EcoDebate

Plataforma de informação, artigos e notícias sobre temas socioambientais

Notícia

Ditadura dizimou milhares de indígenas

 

Brasília, 23/04/2013 – Um grupo de índios xavantes, que vivem na Terra Indígena Marãiwatsédé, no norte de Mato Grosso, entregou a representantes da Comissão Nacional da Verdade um documento em que relatam episódios de violações aos seus direitos ao longo de décadas
Brasília, 23/04/2013 – Um grupo de índios xavantes, que vivem na Terra Indígena Marãiwatsédé, no norte de Mato Grosso, entregou a representantes da Comissão Nacional da Verdade um documento em que relatam episódios de violações aos seus direitos ao longo de décadas. Foto de Antonio Cruz/ABr/Portal Terra

 

Um dos capítulos mais tristes do período ditatorial e que aos poucos está vindo à tona é o massacre contra os povos indígenas. Os índios são apenas 0,47% da população brasileira. Ainda assim, mais indígenas morreram por decisões da ditadura do que as vítimas de outros grupos, armados ou não. “É preciso fazer ‘O Brasil: Nunca Mais’ dos povos indígenas”, afirma Marcelo Zelic, colaborador da Comissão Nacional da Verdade.

Agressões contra os indígenas foram generalizadas em todo o país, entretanto, se fizeram mais fortes na Amazônia. Recentemente veio a público o Relatório Figueiredo. O relatório confirma o genocídio de dois mil indígenas waimiri atrori, o impacto irreparável à população tenharim e a quase dizimação dos povos jiahui.

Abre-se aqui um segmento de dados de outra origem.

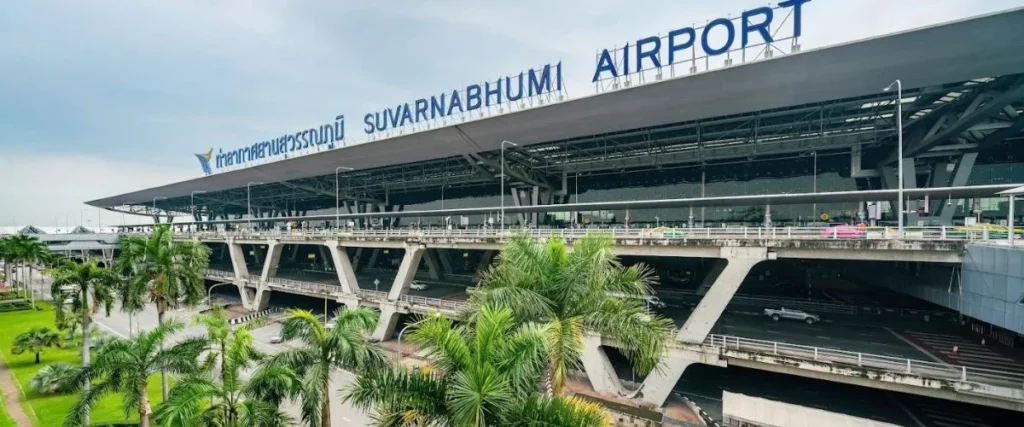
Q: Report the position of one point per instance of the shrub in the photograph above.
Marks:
(55, 379)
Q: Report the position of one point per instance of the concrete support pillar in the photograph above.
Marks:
(535, 200)
(374, 254)
(445, 258)
(658, 384)
(386, 324)
(324, 254)
(343, 266)
(598, 368)
(726, 281)
(273, 250)
(355, 259)
(259, 254)
(255, 299)
(1010, 220)
(410, 262)
(349, 301)
(433, 265)
(238, 260)
(962, 173)
(485, 260)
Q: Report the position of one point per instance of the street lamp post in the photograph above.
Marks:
(155, 206)
(249, 206)
(209, 294)
(435, 314)
(192, 205)
(503, 180)
(899, 147)
(337, 195)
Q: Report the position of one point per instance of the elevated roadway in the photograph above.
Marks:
(884, 363)
(880, 244)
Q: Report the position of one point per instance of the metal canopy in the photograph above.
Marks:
(753, 200)
(928, 58)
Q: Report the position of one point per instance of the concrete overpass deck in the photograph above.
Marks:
(734, 252)
(880, 244)
(868, 357)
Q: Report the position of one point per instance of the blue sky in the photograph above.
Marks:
(101, 97)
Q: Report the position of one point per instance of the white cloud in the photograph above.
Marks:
(48, 190)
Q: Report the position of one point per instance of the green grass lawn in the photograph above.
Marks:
(5, 420)
(50, 410)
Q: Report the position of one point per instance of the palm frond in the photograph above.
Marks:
(560, 411)
(641, 335)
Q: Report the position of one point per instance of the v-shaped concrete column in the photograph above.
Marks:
(238, 259)
(410, 263)
(720, 286)
(343, 266)
(598, 368)
(433, 266)
(725, 279)
(273, 249)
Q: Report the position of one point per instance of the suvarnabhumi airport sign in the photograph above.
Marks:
(755, 34)
(325, 135)
(759, 32)
(509, 89)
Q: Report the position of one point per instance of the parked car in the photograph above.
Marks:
(844, 231)
(792, 315)
(655, 302)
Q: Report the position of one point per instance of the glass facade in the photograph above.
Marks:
(785, 174)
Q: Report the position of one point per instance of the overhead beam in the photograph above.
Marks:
(1015, 92)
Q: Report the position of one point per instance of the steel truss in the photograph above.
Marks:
(945, 120)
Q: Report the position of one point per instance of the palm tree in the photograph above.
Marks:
(482, 375)
(28, 249)
(163, 271)
(6, 256)
(200, 399)
(36, 340)
(343, 346)
(125, 367)
(570, 292)
(87, 288)
(218, 332)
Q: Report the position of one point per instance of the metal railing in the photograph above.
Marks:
(219, 273)
(311, 287)
(725, 342)
(443, 304)
(659, 233)
(373, 295)
(806, 305)
(882, 363)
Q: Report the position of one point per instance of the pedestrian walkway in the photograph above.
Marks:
(12, 395)
(970, 351)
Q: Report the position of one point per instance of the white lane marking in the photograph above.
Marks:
(912, 344)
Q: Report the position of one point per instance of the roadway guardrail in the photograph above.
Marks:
(881, 363)
(832, 355)
(807, 305)
(836, 232)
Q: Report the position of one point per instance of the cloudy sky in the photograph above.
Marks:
(102, 97)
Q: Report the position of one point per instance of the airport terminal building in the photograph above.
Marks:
(754, 154)
(805, 122)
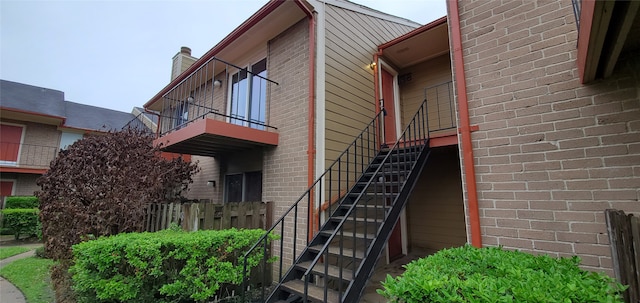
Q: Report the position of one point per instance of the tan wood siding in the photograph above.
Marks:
(435, 211)
(351, 40)
(426, 74)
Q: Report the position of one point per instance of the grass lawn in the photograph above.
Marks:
(6, 252)
(31, 276)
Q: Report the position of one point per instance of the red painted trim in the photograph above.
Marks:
(465, 131)
(443, 140)
(159, 120)
(219, 128)
(311, 137)
(233, 36)
(415, 32)
(22, 170)
(15, 110)
(376, 87)
(85, 130)
(584, 34)
(472, 128)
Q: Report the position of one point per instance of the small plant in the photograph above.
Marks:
(41, 252)
(22, 202)
(166, 266)
(491, 274)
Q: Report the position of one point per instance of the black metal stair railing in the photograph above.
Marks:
(385, 186)
(303, 219)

O levantamento sobre as ações dos governos militares na Amazônia faz parte de uma investigação feita em duas ações civis públicas do Ministério Público Federal no Amazonas (MPF-AM). A investigação aponta que os militares, a pretexto de “ocupar uma terra sem homens” (Amazônia), foram responsáveis pela morte de milhares indígenas durante a construção das BR-174 (Manaus-AM/Boa Vista-RR) e a BR–230, a Rodovia Transamazônica.”

A invasão do território também trouxe consequência na estrutura da vida por causa dos prejuízos ao solo e atividades agrícolas. Até na caça, pela destruição da fauna, os tenharim tiveram que mudar seus costumes, segundo a pesquisa antropológica exposta na ação do MPF. Muitos indígenas morreram por causa de epidemias de sarampo, catapora – doenças trazidas por operários.

A Transamazonica causou, ainda, a destruição de cemitérios indígenas. “O progresso e o desenvolvimento idealizados com a rodovia não pressupuseram uma convivência em harmonia e respeito aos povos indígenas. Isso conduziu a desestruturação étnica de povos como os tenharim e jiahui, a homogeneizacão de culturas, a divisão de territórios e a provocação de tensões na região de Humaitá, Manicoré e Apui”, afirma trecho da ação.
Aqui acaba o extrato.